I appreciate the significance of your comments, Jan.

It's interesting to note that the vast majority of species inhabiting this planet (of which we are aware) refrain from killing their own kind. When an animal kills prey, for instance, others of the same species do not come and engage the "owner of the meal" in mortal combat over it. They may have a conflict, even a fight, but never to the death. As an example, many butt their heads together until one calls it a day and moves on. We see similar behavior from male animals competing for females in the wild. Many literally back up and slam their heads together until one says, "Take her..I have a headache now anyway..." and that's the end of it. But not humans. We will kill each other as though that meal that our fellow human being has earned the right to consume is the LAST opportunity to eat! We will kill for it.

Perhaps animals realize that there really is enough to go around. The lion knows that there is another wildebeest (or other source of protein) nearby--so he does not need to fight to the death with his own species. Has anyone ever known a person who found a single roach in a closet and, upon killing it, exclaimed: "I'm just so glad that was the only one"? Roaches do not come singularly...nor do sources of food. Not in 2011.
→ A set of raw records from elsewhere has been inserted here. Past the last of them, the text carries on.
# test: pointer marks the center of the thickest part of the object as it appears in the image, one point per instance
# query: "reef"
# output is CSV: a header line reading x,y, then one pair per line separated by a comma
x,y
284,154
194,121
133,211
If the resources needed by humans are truly being tapped beyond sustainability, then perhaps it is just time for us to go extinct. That's the way it is for other species, why not us, too? The idea that we can somehow manage and preserve a Malthusian "unsustainable environment" by killing each other is simply absurd, in my view.

But, what if there are other choices? What if...?
GO_SECURE

monk


"It is difficult to abolish prejudice in those bereft of ideas. The more hatred is superficial, the more it runs deep."